Nah, I just feel Wayne is more creative with his rhymes than Jeezy.
I like wayne because of lyrics like this..

"I pay my dues, you keep the difference......

I tote a toolbox, bitch its hammertime!!!.......

I am legend and I Will smith...."

Those are some of my favorite rhymes off of the song "Let the Beat
Build" which happens to be my favorite song by Weezy.

YEAH!!! Weezy over Jeezy.

And Wayne won best Rap album of the year.

Beat that Jeezy!!!


----------



## GregD88 (Jul 22, 2009)

purplekitty7772008 said:


> Nah, I just feel Wayne is more creative with his rhymes than Jeezy.
> I like wayne because of lyrics like this..
> 
> "I pay my dues, you keep the difference......
> ...


Only because every girl and middle schooler in the world listens to him.
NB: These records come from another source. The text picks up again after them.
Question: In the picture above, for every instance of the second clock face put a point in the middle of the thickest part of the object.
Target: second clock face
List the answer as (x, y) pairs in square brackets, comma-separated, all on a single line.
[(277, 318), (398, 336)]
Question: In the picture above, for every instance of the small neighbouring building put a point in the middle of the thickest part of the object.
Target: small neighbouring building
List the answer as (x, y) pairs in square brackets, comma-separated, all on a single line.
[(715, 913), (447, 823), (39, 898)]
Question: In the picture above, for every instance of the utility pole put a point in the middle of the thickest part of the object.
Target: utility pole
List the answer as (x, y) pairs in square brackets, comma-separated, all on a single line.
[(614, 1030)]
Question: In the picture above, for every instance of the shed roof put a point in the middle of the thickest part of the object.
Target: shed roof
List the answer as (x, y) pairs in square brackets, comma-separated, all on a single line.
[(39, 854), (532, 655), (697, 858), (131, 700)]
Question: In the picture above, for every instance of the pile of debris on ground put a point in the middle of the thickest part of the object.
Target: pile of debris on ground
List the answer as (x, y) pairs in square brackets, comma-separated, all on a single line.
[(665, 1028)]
He's not a good rapper and he sounds like he's crying in every song.


----------



## purplekitty7772008 (Jul 22, 2009)

GregD88 said:


> Only because every girl and middle schooler in the world listens to him. He's not a good rapper and he sounds like he's crying in every song.
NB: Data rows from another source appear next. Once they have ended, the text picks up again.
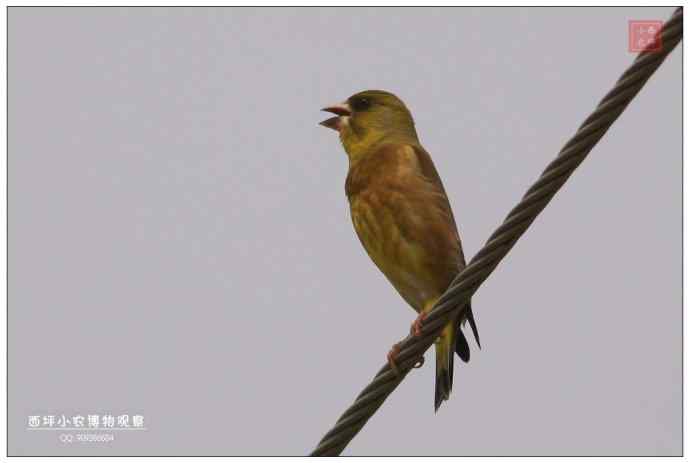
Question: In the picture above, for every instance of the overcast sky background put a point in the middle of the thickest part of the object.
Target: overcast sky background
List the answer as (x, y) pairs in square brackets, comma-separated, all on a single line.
[(180, 244)]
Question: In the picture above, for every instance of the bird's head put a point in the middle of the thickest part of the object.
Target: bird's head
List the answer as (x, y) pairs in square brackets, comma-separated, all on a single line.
[(368, 118)]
Girls don't make up most of the majority who votes
for him. I don't ever vote. 

Anyone I know listens to him. Honestly.


----------



## GregD88 (Jul 22, 2009)

purplekitty7772008 said:


> Girls don't make up most of the majority who votes
> for him. I don't ever vote.
> 
> Anyone I know listens to him. Honestly.


Just because people listen to him doesn't mean he's good. Everyone I know in their early 20's listens to flo rida and he's whack as fuck. Know one listens to or cares about lyrics or flow anymore. As long as there's enough autotune and a decent beat then people say it's a good song.


----------



## purplekitty7772008 (Jul 22, 2009)

GregD88 said:


> Just because people listen to him doesn't mean he's good. Everyone I know in their early 20's listens to flo rida and he's whack as fuck. Know one listens to or cares about lyrics or flow anymore. As long as there's enough autotune and a decent beat then people say it's a good song.
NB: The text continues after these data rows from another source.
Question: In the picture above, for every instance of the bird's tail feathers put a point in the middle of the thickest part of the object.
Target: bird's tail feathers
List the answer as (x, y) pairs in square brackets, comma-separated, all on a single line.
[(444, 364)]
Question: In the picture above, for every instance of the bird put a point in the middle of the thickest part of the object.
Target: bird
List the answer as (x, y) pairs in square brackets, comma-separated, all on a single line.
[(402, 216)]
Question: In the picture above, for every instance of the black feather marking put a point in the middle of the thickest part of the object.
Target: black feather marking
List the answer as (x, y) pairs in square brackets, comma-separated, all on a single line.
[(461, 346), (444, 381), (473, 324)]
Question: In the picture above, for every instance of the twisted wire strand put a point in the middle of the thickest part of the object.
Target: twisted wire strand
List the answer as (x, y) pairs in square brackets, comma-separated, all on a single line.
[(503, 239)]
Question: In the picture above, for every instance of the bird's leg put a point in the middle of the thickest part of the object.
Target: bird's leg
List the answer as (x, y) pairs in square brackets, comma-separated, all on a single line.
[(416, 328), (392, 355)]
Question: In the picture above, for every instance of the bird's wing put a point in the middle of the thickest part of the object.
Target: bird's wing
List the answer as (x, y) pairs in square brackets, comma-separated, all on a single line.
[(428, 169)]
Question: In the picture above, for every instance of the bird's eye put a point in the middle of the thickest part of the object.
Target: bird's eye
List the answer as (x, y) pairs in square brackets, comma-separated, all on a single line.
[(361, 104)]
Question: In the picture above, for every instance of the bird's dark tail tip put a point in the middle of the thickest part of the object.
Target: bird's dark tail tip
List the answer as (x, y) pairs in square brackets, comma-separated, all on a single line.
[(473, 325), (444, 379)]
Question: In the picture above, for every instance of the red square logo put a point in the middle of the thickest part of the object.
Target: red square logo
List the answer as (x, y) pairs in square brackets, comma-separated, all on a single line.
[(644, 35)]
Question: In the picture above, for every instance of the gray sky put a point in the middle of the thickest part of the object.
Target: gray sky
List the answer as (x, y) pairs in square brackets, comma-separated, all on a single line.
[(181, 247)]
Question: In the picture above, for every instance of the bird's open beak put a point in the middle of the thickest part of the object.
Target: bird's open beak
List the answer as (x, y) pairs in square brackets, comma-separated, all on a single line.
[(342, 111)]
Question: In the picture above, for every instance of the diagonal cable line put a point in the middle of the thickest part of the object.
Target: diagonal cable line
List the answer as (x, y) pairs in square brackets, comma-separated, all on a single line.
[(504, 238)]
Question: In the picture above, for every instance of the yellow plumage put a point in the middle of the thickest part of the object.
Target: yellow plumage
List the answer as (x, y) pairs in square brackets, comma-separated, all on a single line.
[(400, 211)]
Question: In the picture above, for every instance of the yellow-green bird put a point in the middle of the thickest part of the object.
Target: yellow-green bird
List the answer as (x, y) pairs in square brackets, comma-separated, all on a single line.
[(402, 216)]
It means he's good enough.

And actually, I hate Flo Rida, he's wack as fuck.

And I hate autotune too actually. Thats why I didn't even bother
with Kanye's lastest album 808's and Heartbreaks. 

thats why I like this song. 

[youtube]BhludN8yU0s[/youtube]

I think the only person who should do autotune is T-pain.
He's the only one it sounds good on.

And Snoops Sexual Eruption.


----------



## GregD88 (Jul 22, 2009)

purplekitty7772008 said:


> It means he's good enough.
> 
> And actually, I hate Flo Rida, he's wack as fuck.
> 
> ...


Death of autotune's pretty good. Tpains actually pretty good at rapping he just never does it, I don't like his normal music though.


----------



## sogbunn (Jul 22, 2009)

fuk 50!!!! G-G-G-G unot!!! but wayne is up in there... more so then jeezy.... his rymes r rediculas..."so hot she makes a blind man stare"... "she asked me for a picture so i gave her 3 strikes"..." gota big house with long hallways, 10 bathrooms i can shit all day"... his metaphores r so simple but so complex he makes it look too ez.. nuther boi on the top of my list is Plies.. he a bad mutha fuka!!! check steady mobbin-lil wayne, guci mane on utube if u nvr herad it yet.. its dope... look for all his leaked albulms that r just frestlyin shit on jacked beats... its insane the shit he comes up with he comes up with!


----------



## purplekitty7772008 (Jul 22, 2009)

sogbunn said:


> fuk 50!!!! G-G-G-G unot!!! but wayne is up in there... more so then jeezy.... his rymes r rediculas..."so hot she makes a blind man stare"... "she asked me for a picture so i gave her 3 strikes"..." gota big house with long hallways, 10 bathrooms i can shit all day"... his metaphores r so simple but so complex he makes it look too ez.. nuther boi on the top of my list is Plies.. he a bad mutha fuka!!! check steady mobbin-lil wayne, guci mane on utube if u nvr herad it yet.. its dope


See..you know what I mean about his creativity!!!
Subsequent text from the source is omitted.